Todas as impressões do parágrafo anterior eu extraí, com as devidas adaptações, do sociólogo britânico Bryan Wilson. Ele dedicou grande parte de sua obra ao estudo da Religião e como os novos movimentos religiosos se fundeiam em uma prática divergente dos métodos tradicionais, justamente para tentar renovar uma forma de atratividade, baseada especialmente na utopia do escape do mundo.

Fundamentalmente, era isso o que eu queria mostrar para vocês: o que mais veio influenciando a mudança no meu traço, embora eu continue respeitando a Religião como fonte de conhecimento e modo de ver o mundo. Eu sei que essa minha “saída do armário” pode me trazer problemas, sendo um assunto que eu não trato abertamente nem entre meus familiares, mas o fato é que não dá para segurar para sempre um assunto desses, principalmente quando eu vejo tanta gente, em nome de um suposto deus, metendo os pés pelas mãos na defesa da verdade e da vida, algo que deveria ser tão caro a todo mundo. E, principalmente, justificando nossa miséria em nome de um destino traçado por uma entidade que insistem em chamar de misericordiosa. Bons ventos a todos e até os 400!!!

Recomendação de leitura:

Wilson não foi um cara que se popularizou muito no Brasil, mas tem argumentos interessantes. Segue uma recomendação em língua espanhola.

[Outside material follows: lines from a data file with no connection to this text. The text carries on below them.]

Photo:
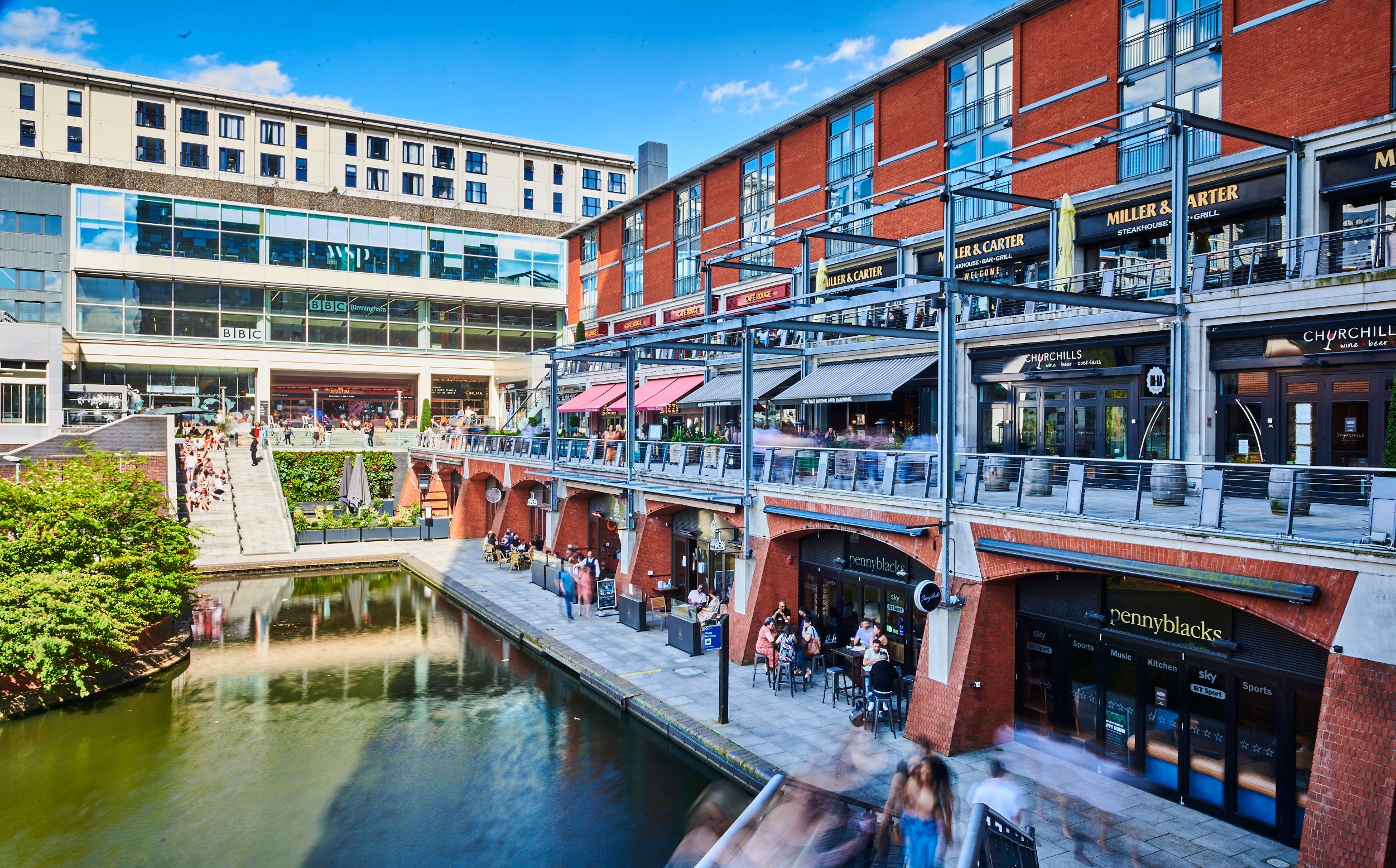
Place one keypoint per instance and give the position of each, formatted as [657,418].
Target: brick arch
[1316,623]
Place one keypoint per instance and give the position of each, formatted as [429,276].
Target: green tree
[88,557]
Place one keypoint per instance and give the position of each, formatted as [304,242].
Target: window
[193,122]
[687,239]
[150,150]
[633,259]
[274,133]
[231,160]
[758,208]
[193,155]
[588,310]
[231,126]
[150,115]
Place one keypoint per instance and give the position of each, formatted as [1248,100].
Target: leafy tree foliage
[88,558]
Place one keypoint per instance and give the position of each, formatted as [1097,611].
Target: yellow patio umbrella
[1066,238]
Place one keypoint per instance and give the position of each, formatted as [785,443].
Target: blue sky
[606,76]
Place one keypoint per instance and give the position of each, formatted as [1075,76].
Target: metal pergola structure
[909,287]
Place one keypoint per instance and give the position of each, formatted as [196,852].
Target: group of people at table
[793,641]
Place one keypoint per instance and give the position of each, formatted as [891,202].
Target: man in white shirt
[1000,794]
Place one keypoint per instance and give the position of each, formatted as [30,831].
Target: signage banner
[1364,171]
[1163,613]
[866,273]
[687,312]
[1341,338]
[629,326]
[1067,359]
[1153,217]
[988,250]
[758,296]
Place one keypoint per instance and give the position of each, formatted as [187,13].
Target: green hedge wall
[315,476]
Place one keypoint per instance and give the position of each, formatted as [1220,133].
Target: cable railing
[1174,37]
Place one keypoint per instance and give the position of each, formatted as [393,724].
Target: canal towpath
[802,735]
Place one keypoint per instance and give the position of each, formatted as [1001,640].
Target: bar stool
[766,669]
[785,674]
[883,702]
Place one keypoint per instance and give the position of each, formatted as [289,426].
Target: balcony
[980,113]
[1346,507]
[1170,38]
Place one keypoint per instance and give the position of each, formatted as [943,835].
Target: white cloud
[849,51]
[749,98]
[904,48]
[264,79]
[48,34]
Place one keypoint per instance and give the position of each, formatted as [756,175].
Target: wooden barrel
[1038,478]
[1281,482]
[999,474]
[1167,483]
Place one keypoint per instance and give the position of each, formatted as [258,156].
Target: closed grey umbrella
[344,482]
[359,493]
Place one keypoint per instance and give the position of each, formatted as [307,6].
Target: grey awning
[725,390]
[842,382]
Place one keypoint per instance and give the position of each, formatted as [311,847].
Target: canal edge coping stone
[161,658]
[711,747]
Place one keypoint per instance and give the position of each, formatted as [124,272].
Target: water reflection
[343,719]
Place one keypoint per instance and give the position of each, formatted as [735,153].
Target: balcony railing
[1174,37]
[980,113]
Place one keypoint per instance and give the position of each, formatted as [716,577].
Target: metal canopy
[725,390]
[1291,592]
[845,382]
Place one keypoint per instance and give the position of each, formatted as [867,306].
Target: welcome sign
[1167,614]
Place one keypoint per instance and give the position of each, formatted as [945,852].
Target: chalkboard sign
[605,594]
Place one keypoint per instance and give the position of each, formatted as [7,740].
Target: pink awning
[594,398]
[658,394]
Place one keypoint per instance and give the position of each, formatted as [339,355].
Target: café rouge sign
[1214,196]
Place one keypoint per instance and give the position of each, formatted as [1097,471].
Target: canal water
[351,719]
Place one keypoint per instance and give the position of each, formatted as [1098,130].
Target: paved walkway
[1071,807]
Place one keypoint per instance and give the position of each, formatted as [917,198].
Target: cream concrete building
[187,245]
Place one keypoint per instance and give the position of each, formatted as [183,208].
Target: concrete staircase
[263,525]
[220,524]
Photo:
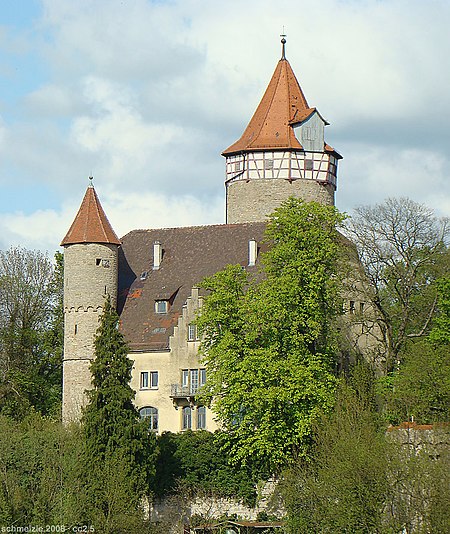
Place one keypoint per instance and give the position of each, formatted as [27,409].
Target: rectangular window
[161,306]
[187,418]
[154,379]
[268,164]
[149,380]
[144,380]
[185,378]
[202,377]
[192,332]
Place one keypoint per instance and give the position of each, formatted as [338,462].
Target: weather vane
[283,42]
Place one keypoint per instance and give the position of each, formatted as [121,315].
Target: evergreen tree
[267,344]
[119,448]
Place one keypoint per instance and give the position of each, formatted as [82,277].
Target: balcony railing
[180,391]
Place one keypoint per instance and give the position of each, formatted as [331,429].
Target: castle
[153,275]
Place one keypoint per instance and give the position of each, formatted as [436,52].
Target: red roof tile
[91,224]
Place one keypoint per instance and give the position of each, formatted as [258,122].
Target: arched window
[151,414]
[201,417]
[187,418]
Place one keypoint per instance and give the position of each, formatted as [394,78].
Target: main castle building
[153,275]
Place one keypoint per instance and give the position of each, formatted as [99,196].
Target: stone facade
[170,396]
[253,200]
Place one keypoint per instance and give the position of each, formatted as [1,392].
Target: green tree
[359,479]
[342,487]
[402,248]
[268,343]
[440,333]
[420,388]
[193,463]
[119,448]
[31,332]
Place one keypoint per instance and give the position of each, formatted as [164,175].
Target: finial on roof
[283,45]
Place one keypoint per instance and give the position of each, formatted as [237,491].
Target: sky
[145,95]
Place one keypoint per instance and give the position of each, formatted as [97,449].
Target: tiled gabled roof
[189,255]
[282,105]
[91,224]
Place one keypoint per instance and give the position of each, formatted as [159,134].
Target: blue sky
[145,95]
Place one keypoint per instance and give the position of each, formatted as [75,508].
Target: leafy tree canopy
[268,342]
[403,248]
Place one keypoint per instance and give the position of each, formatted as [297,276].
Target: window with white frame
[201,417]
[151,414]
[192,332]
[187,418]
[149,380]
[192,380]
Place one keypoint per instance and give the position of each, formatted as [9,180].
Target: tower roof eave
[282,105]
[90,224]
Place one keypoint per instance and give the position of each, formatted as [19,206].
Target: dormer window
[192,332]
[161,306]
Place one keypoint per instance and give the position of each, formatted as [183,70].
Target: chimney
[157,255]
[252,252]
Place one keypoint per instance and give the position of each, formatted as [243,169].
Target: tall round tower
[281,153]
[90,275]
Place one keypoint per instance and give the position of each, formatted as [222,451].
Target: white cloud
[145,95]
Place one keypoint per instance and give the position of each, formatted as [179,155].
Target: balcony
[178,391]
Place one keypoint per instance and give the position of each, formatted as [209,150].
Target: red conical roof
[91,224]
[282,105]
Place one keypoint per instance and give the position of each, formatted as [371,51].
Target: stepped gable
[91,224]
[282,106]
[189,254]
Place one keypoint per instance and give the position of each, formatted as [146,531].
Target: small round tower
[90,275]
[281,153]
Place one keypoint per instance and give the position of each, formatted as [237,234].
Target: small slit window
[192,332]
[161,306]
[149,380]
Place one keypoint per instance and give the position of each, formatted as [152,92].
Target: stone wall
[253,200]
[176,510]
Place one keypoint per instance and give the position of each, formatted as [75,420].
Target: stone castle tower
[281,153]
[90,275]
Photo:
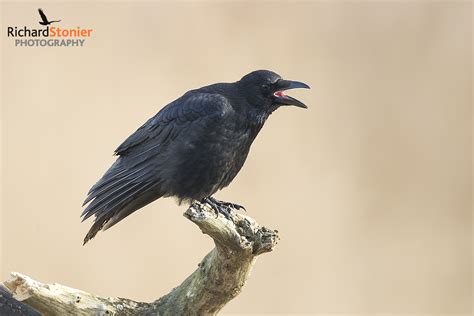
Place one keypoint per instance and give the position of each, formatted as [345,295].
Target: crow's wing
[131,181]
[163,127]
[43,16]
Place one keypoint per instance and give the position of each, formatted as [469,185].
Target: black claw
[224,208]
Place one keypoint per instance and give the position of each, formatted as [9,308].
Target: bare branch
[219,277]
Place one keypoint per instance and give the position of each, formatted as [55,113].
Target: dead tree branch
[219,277]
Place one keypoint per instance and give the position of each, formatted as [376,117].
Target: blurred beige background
[370,188]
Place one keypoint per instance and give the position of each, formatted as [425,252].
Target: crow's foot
[222,207]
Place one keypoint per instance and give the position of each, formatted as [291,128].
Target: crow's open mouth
[282,98]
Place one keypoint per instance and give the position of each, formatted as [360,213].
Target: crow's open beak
[282,99]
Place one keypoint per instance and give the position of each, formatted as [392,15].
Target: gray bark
[219,277]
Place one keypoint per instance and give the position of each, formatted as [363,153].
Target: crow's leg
[227,204]
[224,208]
[218,208]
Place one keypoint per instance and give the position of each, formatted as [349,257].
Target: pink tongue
[280,93]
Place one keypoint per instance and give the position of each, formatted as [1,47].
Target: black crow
[44,19]
[190,149]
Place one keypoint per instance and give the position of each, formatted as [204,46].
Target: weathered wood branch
[219,277]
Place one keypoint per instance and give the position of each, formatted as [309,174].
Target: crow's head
[266,90]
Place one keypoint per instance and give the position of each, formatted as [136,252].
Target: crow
[190,149]
[44,19]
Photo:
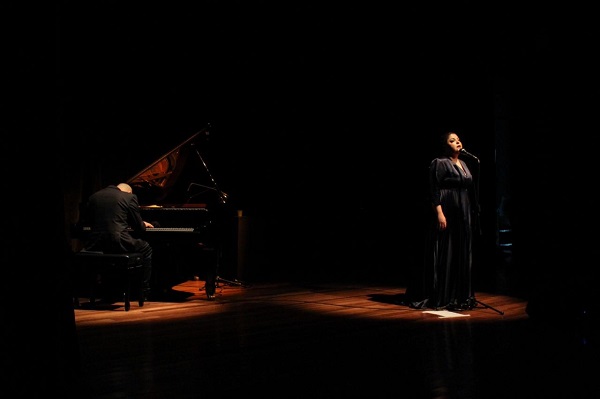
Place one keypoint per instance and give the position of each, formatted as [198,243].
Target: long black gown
[445,281]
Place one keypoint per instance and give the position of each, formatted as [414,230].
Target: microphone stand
[477,220]
[212,283]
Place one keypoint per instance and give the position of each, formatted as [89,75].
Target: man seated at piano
[113,214]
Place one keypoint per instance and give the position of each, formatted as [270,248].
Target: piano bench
[126,268]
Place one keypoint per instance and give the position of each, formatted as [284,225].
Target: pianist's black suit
[113,215]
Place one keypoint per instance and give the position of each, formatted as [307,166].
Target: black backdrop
[324,118]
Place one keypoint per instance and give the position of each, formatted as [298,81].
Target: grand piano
[194,223]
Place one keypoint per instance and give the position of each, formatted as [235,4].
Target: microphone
[465,152]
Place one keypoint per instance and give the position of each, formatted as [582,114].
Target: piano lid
[174,177]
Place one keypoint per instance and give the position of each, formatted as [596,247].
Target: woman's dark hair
[444,147]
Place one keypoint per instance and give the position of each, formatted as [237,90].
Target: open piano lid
[178,178]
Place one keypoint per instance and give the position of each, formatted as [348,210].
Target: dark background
[324,119]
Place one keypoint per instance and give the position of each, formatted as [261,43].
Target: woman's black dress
[445,282]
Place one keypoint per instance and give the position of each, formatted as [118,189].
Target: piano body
[194,223]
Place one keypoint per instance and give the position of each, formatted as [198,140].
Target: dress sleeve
[434,182]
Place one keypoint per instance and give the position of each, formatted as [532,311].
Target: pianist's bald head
[125,188]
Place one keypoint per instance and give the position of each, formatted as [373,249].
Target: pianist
[113,214]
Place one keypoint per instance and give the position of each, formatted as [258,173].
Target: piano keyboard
[163,229]
[176,229]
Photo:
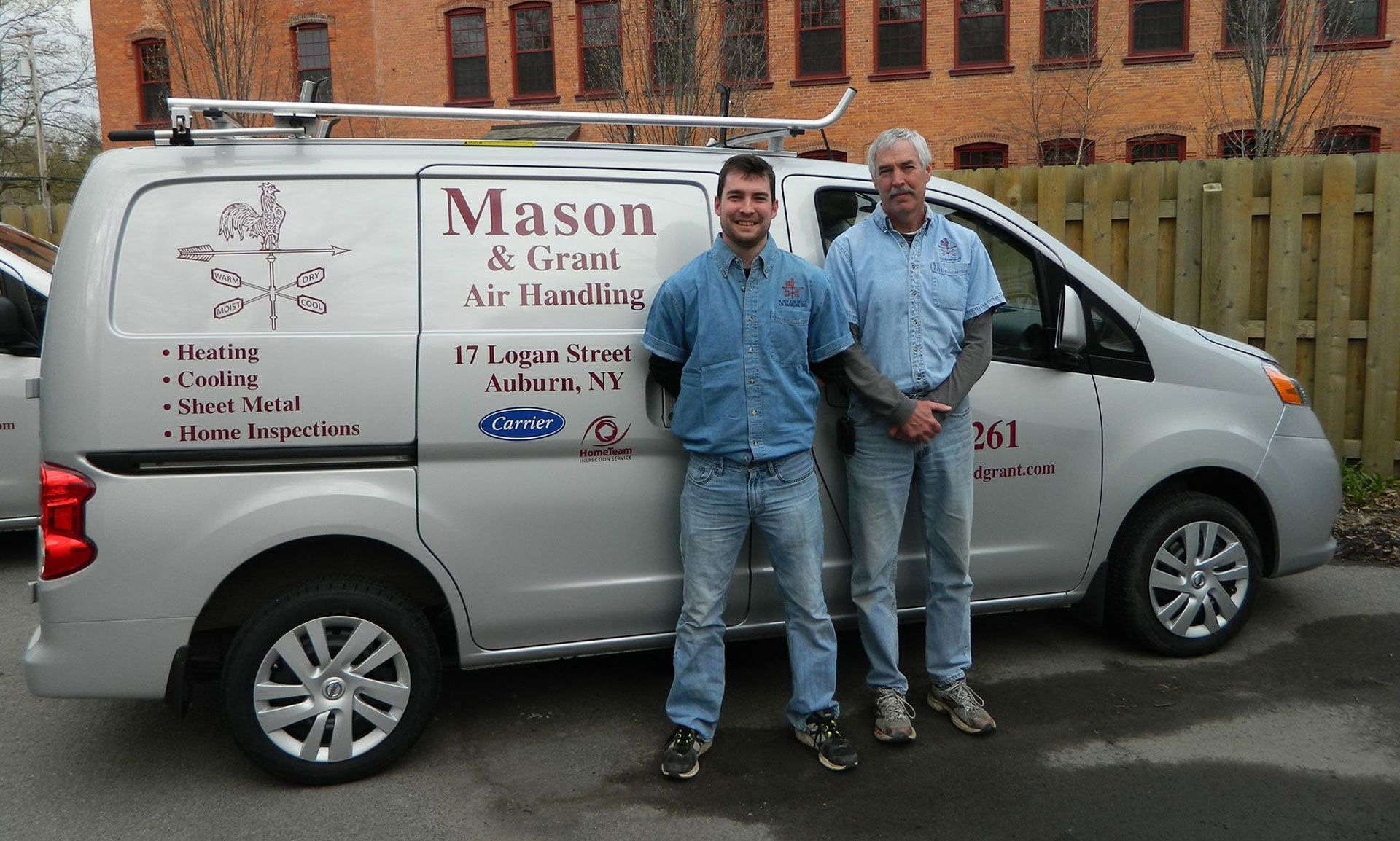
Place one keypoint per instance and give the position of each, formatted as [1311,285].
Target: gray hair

WILSON, Bryan. Sociología de las sectas religiosas. Madrid: Guadarrama, 1970.

Extraí a imagem do cadeado do seguinte endereço:

Já a foto da parede de tijolos é minha mesmo.

* Para quem não sabe, a lauda é uma medida informal de tamanho de artigos que representa uma página completamente preenchida. Pelo padrão da ABNT, os textos acadêmicos devem ser confeccionados em papel A4. Para facilitar, imagine um lado de uma folha de papel sulfite.